The Intervenors argued that the LSA had a compelling interest in remedying the
University’s past and current discrimination against minorities.

This Court concluded that Defendants presented “solid evidence” that a racially and
ethnically diverse student body produces significant educational benefits such that
achieving such a student body constitutes a compelling governmental interest. Gratz, 122
F. Supp. 2d at 822. However, the Court further concluded that the admissions policy
Defendants utilized from 1995 through 1999 was not narrowly tailored to achieve that


interest. Id. at 831-33. The Court reached a different result with respect to the policy
Defendants began using in 1999. Id. at 831. Because the Court found that the new policy
did not utilize rigid quotas, seek to admit a predetermined number of minority students, or
establish a two-track system for applicants, the Court held that it was narrowly tailored to
achieve the University’s compelling interest in a diverse student body. Id. at 828-31.

Based on these findings, the Court granted Plaintiffs’ motion for summary judgment
with respect to the admissions policy in existence from 1995 through 1998, and granted
Defendants’ motion with respect to the admissions programs from 1999 forward. Id. at
836. Because the Court ruled that the current admissions policy was constitutional, it
denied Plaintiffs’ request for injunctive relief. Id. The Court also issued an opinion and
order rejecting the Intervenors’ arguments, concluding that the Intervenors “failed to
present any evidence that the discrimination alleged by them, or the continuing effects of
such discrimination, was the real justification for the LSA’s race-conscious admissions
programs.” Gratz, 135 F. Supp. 2d 790, 795 (E.D. Mich. 2001).

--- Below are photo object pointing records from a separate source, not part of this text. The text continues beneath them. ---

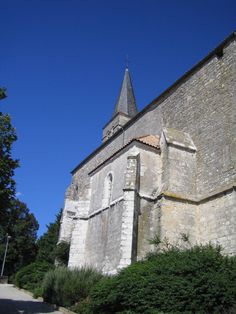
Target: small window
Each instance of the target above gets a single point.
(107, 191)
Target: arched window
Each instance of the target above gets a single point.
(107, 191)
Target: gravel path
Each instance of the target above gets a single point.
(14, 301)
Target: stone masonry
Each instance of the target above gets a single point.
(168, 170)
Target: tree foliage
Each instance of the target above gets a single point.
(62, 253)
(31, 276)
(22, 226)
(48, 241)
(15, 218)
(7, 164)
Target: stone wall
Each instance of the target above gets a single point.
(216, 221)
(168, 199)
(203, 105)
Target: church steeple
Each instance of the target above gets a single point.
(125, 108)
(126, 100)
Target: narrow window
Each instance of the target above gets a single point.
(107, 193)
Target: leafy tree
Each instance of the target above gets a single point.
(62, 253)
(7, 164)
(15, 218)
(48, 241)
(22, 226)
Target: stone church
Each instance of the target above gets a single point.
(167, 170)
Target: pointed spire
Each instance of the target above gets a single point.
(126, 101)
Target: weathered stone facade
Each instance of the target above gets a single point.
(169, 170)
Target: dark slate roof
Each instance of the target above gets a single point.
(218, 51)
(126, 101)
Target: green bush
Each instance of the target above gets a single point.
(196, 280)
(31, 276)
(66, 287)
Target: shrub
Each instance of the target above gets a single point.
(31, 276)
(198, 279)
(65, 287)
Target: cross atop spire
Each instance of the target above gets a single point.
(126, 101)
(125, 108)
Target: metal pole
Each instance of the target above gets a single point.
(5, 254)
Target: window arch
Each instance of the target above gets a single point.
(107, 190)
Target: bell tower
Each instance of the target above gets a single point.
(125, 108)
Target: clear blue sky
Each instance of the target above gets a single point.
(62, 62)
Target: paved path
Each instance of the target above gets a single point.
(14, 301)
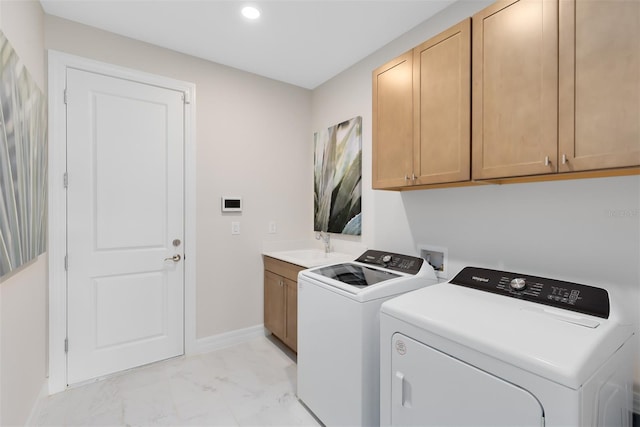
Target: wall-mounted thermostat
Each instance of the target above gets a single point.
(232, 204)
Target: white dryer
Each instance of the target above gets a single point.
(493, 348)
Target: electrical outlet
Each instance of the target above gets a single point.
(235, 227)
(437, 257)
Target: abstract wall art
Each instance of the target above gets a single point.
(338, 178)
(23, 163)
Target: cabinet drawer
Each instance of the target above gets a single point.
(282, 268)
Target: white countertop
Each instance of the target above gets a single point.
(311, 253)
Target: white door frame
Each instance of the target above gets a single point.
(57, 227)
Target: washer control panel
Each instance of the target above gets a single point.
(398, 262)
(557, 293)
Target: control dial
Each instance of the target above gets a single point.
(518, 284)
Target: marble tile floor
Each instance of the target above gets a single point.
(248, 384)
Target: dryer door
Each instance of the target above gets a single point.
(432, 388)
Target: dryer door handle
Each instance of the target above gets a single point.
(402, 389)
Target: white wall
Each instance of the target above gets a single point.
(250, 134)
(582, 230)
(23, 327)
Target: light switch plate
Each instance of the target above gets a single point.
(235, 227)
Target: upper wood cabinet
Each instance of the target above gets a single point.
(421, 113)
(599, 93)
(556, 88)
(393, 123)
(515, 89)
(442, 104)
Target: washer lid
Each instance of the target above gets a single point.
(560, 345)
(358, 276)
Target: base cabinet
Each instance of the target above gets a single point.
(281, 300)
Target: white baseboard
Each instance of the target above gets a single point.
(215, 342)
(35, 409)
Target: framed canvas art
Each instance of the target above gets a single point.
(338, 178)
(23, 163)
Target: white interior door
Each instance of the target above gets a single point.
(125, 209)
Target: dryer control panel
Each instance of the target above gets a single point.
(398, 262)
(557, 293)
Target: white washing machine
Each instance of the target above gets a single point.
(493, 348)
(339, 334)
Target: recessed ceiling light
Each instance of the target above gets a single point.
(250, 12)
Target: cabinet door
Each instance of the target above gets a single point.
(291, 314)
(514, 89)
(442, 106)
(599, 84)
(274, 309)
(393, 123)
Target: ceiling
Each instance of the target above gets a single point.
(301, 42)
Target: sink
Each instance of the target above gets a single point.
(312, 257)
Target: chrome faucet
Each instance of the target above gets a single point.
(326, 239)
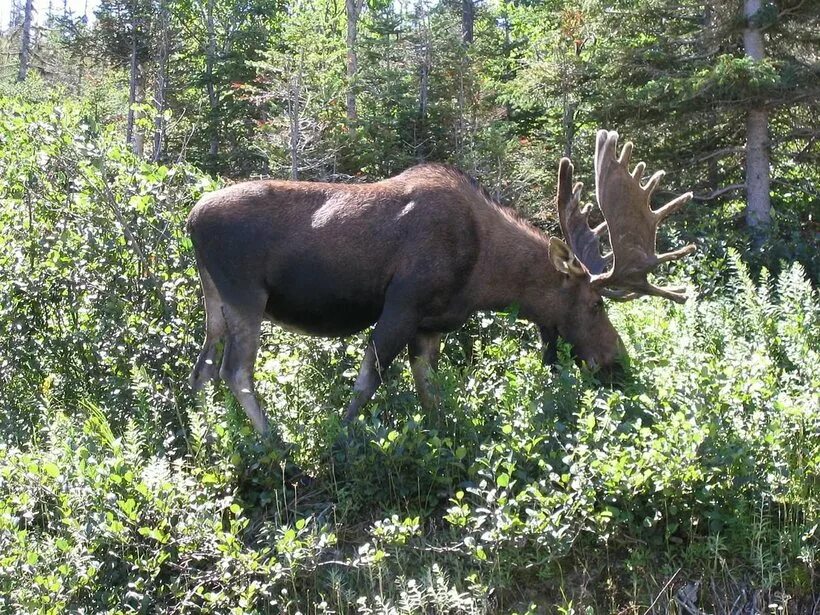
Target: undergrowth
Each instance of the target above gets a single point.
(531, 491)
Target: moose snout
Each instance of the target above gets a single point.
(608, 363)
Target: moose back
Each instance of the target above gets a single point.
(416, 254)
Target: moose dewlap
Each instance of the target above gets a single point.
(417, 254)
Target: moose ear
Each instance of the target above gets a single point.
(564, 260)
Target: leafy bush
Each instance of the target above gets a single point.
(531, 489)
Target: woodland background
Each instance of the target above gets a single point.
(693, 488)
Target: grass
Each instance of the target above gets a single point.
(532, 492)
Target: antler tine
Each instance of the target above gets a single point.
(632, 223)
(574, 220)
(673, 206)
(653, 182)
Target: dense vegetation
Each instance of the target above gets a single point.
(694, 487)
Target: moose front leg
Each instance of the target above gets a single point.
(424, 350)
(392, 332)
(549, 341)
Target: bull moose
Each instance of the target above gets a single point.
(417, 254)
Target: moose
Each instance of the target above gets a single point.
(417, 254)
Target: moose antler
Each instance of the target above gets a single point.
(631, 222)
(574, 220)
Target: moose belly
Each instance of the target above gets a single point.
(324, 314)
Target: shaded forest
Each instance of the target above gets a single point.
(692, 488)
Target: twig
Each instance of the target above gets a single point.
(716, 193)
(663, 589)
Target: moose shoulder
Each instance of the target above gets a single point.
(416, 254)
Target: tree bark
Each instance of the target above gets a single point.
(467, 21)
(353, 9)
(132, 89)
(294, 116)
(758, 202)
(25, 41)
(210, 60)
(161, 83)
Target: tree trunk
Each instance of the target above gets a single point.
(161, 83)
(353, 9)
(25, 41)
(425, 61)
(467, 21)
(132, 90)
(294, 116)
(758, 202)
(210, 60)
(570, 107)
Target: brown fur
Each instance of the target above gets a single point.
(416, 254)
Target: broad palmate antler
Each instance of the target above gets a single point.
(630, 220)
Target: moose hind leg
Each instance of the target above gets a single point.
(205, 369)
(424, 350)
(243, 330)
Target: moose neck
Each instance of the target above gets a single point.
(514, 268)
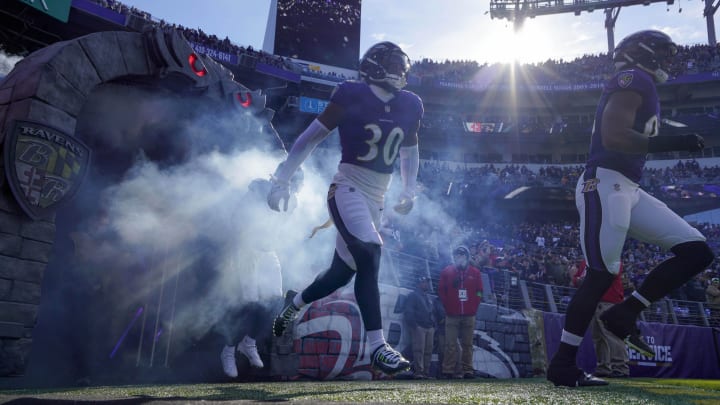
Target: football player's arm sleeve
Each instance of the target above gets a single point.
(301, 149)
(409, 165)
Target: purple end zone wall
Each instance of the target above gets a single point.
(681, 351)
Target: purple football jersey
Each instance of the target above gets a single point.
(647, 118)
(371, 130)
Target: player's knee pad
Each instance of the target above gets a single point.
(338, 275)
(696, 255)
(366, 255)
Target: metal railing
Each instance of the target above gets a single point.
(507, 290)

The Court subsequently certified two questions for interlocutory appeal to the Sixth
Circuit pursuant to 28 U.S.C. § 1292(b). The Sixth Circuit permitted the appeal and granted
Plaintiffs’ subsequent motion for initial hearing en banc. The appellate court scheduled
oral argument for December 6, 2001, the same day as the hearing in Grutter v. Bollinger
a class-action lawsuit challenging the University’s law school admissions policies.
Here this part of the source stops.